Ginger and Bladder Discomfort
The effect of ginger on bladder diseases is controversial. Photo Credit Jupiterimages/Photos.com/Getty Images

The bladder is a hollow organ in the lower abdomen that helps store urine. Several conditions, such as incontinence, bladder infections, bladder cancer and cystitis, can affect the functioning of the organ and may lead to bladder discomfort. Your doctor may prescribe medications or surgery to treat your condition. The role of supplements and natural foods such as ginger in managing bladder diseases is unclear. Talk to a doctor before using ginger or its supplements.

Ginger

Ginger is the knotted, thick underground stem of the Zingiber officinale plant. It has been used as a food and spice in many cultures across the world. It also contains volatile oils and phenolic compounds such as gingerols and shagoals, which give it immense medicinal value and help treat a variety of conditions, including morning sickness, nausea, vomiting and inflammation. Ginger is available as fresh or dried roots, and as capsules, tablets, oils and tinctures. The dose, however, is different in different people. Your doctor may guide you about the appropriate dose and form, based on your age and overall health.

Bladder Discomfort

Ginger can exert protective effects on chemically induced bladder cancer in animal models, according to a study published in the November 2006 issue of the “World Journal of Urology.” Another study in the March-April 2009 issue of the “Indian Journal of Pharmaceutical Sciences” reveals ethanol extracts of ginger exhibit significant antibacterial activity against Escherichia coli, which frequently causes urinary tract and bladder infections.

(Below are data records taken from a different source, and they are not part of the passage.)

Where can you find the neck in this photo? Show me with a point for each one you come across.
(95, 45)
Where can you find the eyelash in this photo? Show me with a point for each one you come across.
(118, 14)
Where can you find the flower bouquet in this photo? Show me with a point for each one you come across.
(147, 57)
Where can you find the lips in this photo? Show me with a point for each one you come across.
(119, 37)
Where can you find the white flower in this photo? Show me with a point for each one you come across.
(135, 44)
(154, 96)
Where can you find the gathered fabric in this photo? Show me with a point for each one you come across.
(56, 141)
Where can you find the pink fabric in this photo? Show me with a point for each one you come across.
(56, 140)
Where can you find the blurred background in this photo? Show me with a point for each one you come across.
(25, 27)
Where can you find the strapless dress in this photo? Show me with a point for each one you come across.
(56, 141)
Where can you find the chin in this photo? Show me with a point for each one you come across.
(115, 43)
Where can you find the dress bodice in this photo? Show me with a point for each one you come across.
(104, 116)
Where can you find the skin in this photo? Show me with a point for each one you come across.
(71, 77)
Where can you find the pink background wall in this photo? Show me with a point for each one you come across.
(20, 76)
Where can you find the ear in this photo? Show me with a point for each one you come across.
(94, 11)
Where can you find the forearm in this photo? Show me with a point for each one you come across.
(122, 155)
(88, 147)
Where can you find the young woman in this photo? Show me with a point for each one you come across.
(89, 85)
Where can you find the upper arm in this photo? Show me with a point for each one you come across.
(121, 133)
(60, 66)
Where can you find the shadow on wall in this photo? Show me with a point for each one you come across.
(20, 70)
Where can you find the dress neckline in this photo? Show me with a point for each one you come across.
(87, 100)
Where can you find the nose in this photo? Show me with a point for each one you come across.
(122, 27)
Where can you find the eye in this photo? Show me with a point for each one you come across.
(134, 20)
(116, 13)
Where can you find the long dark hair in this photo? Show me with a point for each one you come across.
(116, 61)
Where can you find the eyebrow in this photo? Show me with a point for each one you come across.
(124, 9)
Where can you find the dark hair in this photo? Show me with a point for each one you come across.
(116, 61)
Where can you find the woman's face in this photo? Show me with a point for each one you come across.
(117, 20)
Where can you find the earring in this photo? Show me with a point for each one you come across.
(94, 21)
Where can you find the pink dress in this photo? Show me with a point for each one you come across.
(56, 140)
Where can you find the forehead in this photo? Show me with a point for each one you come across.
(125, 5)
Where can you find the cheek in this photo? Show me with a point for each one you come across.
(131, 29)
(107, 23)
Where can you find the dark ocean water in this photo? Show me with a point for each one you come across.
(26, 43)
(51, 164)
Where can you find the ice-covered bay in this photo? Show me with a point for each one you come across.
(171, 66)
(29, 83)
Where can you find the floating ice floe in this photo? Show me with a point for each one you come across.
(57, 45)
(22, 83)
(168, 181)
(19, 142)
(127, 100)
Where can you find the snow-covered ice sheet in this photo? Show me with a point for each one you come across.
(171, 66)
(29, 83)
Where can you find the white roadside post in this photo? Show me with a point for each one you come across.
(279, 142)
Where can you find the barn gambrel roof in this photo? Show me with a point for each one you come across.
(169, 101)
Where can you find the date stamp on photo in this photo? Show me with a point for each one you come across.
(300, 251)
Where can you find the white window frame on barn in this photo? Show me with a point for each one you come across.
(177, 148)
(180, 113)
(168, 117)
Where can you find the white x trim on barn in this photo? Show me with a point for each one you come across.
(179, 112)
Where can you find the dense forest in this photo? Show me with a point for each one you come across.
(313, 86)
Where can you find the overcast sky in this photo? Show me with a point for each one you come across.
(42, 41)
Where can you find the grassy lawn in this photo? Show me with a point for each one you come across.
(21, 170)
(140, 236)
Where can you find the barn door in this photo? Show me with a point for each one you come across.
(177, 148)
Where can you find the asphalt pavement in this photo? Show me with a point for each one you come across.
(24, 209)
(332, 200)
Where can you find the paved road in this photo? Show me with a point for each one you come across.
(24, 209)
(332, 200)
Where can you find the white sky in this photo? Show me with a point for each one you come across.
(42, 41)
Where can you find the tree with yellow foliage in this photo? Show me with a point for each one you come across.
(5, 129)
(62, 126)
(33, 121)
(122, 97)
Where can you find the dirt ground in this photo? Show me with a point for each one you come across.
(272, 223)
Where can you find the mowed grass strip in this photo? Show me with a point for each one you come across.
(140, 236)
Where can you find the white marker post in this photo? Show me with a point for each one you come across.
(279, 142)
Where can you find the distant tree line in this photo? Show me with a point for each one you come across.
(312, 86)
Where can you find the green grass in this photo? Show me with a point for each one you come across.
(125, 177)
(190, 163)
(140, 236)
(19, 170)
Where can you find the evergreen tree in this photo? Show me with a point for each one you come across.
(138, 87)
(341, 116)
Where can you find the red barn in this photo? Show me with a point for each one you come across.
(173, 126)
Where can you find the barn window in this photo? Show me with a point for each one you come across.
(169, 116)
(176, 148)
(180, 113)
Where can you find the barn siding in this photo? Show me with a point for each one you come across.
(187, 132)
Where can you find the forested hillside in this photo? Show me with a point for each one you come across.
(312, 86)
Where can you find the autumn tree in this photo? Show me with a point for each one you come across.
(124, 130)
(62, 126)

However, an October 2006 study in the “Environmental and Molecular Mutagenesis” reveals that ginger does not prevent the formation of bladder tumors in animal models exposed to carcinogenic chemicals. Note that the benefits of ginger have been proven in laboratory animals only, and more research and clinical trials are needed before it can replace any existing medications for bladder diseases.

Side Effects

Ginger has been used in food for centuries and is considered safe in moderate amounts. High doses, however, may lead to heartburn, diarrhea and irritation of the mouth. Individuals with bleeding disorders and gallstones should use ginger only under the supervision of a doctor, notes the University of Maryland Medical Center. Ginger supplements may also interfere with certain anticoagulant medications.

Precautions

Ginger and its supplements are easily available at most natural food stores but you must talk to a doctor before using them. Also, the Food and Drug Administration does not regulate the production of ginger supplements in the United States. Make sure that the product you intend to use has been tested for safety and efficacy by the U.S. Pharmacopeial Convention or any other independent clinical laboratory.